La constitution tunisienne devrait mieux garantir la liberté de religion


STRASBOURG (Conseil de l'Europe) - Le projet de Constitution tunisienne respecte globalement les principes démocratiques, mais certaines dispositions devraient être modifiées, notamment pour mieux garantir la liberté de religion et la neutralité de l'État, ont estimé jeudi des experts de la Commission de Venise, liée au Conseil de l'Europe.

Dans un avis rendu public à Strasbourg, les experts en droit constitutionnel de cette Commission - un organe consultatif aussi appelé Commission pour la démocratie par le droit - ont estimé que ce projet témoigne des efforts du peuple tunisien pour se doter d'une constitution démocratique, basée sur les principes universels de la démocratie et des droits de l'homme.

La commission salue en particulier que le projet garantisse la neutralité totale de l'armée, la protection des handicapés contre tout forme de discrimination, ou encore le droit de veto accordé au parlement concernant la nomination par le président à certaines hautes fonctions militaires ou diplomatiques.

Elle exprime cependant plusieurs réserves, notamment concernant la place réservée à l'islam dans la Constitution.

Le simple fait qu'un État proclame qu'il existe une religion dominante n'est pas, en soi, contraire aux standards internationaux, du moment que cela n'entraîne aucune discrimination quelconque contre les adeptes d'autres religions ou les non-croyants, observent ses experts.

Ils jugent toutefois ambiguë la phrase qui, dans le projet, fait de l'État tunisien le gardien de la religion. Il ne faudrait pas que ce terme puisse être compris comme la religion dominante, c'est-à-dire l'islam, car cela induirait une discrimination entre différentes religions ou croyances et poserait donc un problème certain de respect des standards internationaux, selon eux.

En conséquence, la commission préconise de stipuler plutôt que l'État est le garant de toutes les religions ainsi que des convictions non religieuses.

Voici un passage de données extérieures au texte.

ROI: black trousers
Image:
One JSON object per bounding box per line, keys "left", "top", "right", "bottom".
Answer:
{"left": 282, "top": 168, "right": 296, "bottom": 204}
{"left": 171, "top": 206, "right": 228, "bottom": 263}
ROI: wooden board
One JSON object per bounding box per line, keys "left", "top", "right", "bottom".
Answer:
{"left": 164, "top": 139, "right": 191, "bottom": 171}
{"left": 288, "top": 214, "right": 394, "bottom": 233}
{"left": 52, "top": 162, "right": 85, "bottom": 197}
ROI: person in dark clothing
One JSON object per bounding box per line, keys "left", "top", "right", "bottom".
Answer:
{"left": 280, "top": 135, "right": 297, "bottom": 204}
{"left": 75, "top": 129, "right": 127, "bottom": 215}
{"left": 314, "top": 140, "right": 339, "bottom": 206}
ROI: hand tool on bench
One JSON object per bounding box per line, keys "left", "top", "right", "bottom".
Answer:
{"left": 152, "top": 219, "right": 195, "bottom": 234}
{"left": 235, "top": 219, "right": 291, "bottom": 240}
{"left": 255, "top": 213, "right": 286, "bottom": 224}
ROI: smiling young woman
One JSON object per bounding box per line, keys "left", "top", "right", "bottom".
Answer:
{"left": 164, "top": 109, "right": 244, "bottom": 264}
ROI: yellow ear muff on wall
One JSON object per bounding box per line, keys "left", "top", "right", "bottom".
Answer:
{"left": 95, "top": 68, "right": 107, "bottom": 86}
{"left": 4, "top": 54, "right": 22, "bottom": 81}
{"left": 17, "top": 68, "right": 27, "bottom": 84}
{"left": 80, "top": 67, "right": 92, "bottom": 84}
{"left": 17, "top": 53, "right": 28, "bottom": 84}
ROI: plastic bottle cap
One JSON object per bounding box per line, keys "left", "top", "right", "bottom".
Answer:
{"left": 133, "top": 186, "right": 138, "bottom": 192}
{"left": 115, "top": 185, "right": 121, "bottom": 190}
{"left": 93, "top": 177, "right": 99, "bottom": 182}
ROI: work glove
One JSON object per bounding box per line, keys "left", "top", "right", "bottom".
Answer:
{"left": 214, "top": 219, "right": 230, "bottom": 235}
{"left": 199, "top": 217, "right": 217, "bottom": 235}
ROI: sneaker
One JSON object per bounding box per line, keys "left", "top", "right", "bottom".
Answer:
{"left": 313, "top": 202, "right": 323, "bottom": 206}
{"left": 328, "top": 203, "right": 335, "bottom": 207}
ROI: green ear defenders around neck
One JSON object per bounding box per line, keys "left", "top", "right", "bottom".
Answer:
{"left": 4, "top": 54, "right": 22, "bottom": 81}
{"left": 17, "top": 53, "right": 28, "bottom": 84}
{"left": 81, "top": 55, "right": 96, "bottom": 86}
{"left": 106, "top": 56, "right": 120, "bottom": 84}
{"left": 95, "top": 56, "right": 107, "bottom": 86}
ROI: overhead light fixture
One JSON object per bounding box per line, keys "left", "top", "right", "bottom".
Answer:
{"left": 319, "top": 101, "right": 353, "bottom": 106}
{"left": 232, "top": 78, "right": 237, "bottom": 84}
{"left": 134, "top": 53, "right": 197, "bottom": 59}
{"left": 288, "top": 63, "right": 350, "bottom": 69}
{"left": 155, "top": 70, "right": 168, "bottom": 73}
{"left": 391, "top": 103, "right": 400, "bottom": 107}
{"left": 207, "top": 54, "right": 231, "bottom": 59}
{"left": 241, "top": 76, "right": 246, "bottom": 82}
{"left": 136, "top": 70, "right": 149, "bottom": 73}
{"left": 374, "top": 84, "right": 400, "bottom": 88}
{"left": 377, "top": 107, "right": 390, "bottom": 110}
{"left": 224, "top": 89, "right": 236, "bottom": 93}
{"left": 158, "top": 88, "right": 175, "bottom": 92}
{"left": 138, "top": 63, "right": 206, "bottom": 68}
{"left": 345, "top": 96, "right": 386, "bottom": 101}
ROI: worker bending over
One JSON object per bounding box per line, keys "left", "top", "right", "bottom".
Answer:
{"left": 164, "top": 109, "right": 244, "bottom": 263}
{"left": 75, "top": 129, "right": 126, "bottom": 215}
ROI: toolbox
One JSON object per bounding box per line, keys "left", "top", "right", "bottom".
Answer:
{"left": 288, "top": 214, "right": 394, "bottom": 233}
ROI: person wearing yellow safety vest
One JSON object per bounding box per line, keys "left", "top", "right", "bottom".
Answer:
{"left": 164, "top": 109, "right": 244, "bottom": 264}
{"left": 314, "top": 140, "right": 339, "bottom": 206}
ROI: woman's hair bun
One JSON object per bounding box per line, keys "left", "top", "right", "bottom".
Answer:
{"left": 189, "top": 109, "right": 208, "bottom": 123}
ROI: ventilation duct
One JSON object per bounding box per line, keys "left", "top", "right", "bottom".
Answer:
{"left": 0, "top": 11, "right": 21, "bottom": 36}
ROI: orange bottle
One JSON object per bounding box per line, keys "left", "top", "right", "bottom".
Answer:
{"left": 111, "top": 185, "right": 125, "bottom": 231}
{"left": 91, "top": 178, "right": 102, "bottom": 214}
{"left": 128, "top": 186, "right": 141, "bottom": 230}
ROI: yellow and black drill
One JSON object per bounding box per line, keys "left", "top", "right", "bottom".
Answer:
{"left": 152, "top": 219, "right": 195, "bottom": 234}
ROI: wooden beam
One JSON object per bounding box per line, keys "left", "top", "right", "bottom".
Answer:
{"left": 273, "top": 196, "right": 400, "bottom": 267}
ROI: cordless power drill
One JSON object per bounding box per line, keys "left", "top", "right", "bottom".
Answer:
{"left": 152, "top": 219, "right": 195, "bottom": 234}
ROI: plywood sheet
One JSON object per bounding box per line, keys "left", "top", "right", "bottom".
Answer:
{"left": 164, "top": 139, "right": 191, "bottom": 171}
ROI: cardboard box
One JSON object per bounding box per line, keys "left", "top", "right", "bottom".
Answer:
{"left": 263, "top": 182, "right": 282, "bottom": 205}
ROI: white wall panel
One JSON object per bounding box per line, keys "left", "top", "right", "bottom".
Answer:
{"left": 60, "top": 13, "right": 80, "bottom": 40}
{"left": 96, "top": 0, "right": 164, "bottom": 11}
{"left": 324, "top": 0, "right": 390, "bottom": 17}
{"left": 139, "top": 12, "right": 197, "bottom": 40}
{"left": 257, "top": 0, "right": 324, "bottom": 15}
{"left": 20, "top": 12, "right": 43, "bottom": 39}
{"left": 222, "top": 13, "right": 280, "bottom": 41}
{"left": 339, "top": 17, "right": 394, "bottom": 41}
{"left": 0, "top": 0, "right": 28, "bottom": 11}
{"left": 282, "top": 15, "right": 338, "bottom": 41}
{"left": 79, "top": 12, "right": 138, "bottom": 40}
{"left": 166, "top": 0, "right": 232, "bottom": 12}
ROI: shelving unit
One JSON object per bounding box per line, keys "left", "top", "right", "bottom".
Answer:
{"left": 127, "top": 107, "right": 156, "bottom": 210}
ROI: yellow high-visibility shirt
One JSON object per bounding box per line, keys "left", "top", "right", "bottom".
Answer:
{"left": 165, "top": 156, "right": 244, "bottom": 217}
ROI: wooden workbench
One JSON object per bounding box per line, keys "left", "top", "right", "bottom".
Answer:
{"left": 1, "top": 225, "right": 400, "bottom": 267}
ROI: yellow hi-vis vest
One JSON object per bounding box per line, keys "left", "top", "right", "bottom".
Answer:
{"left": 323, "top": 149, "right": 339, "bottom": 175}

De la même manière, les juristes européens recommandent de supprimer la mention d'un État protecteur du sacré, formule qui pourrait conduire à légitimer la criminalisation du sacrilège ou blasphème. Le chef de l'État ne devrait pas non plus être compétent pour nommer et révoquer le mufti, comme le prévoit l'actuel projet de Constitution, car cette disposition se concilie mal avec le caractère civil de l'État.

La commission s'inquiète par ailleurs d'un article du projet proclamant que l'État garantit l'égalité des chances entre la femme et l'homme pour assumer les différentes responsabilités. Cette phrase pourrait être interprétée dans un sens restrictif, l'égalité des chances étant limitée à certaines responsabilités, selon la Commission de Venise, qui préconise de supprimer la mention pour assumer les différentes responsabilités.

Enfin, les experts regrettent que le projet de Constitution prévoie une obligation absolue d'accomplir un service national, ce qui ne permettra pas de tenir compte d'éventuels changements dans les positions et les attentes de la société tunisienne dans ce domaine, comme il est advenu dans d'autres États.

Le projet de nouvelle Constitution tunisienne vise à doter le pays d'institutions pérennes, deux ans et demi après la chute du régime de Zine El Abidine Ben Ali, à l'issue de la première révolution du printemps arabe.

L'élaboration de ce texte, confiée à une Assemblée nationale constituante et marquée par de vifs débats entre laïcs et islamistes au pouvoir, a pris un retard considérable.

La Commission de Venise a été créée au début des années 1990 dans le but d'aider les anciens pays communistes à adopter des règles constitutionnelles compatibles avec les principes démocratiques et de respect des droits de l'homme que défend le Conseil de l'Europe.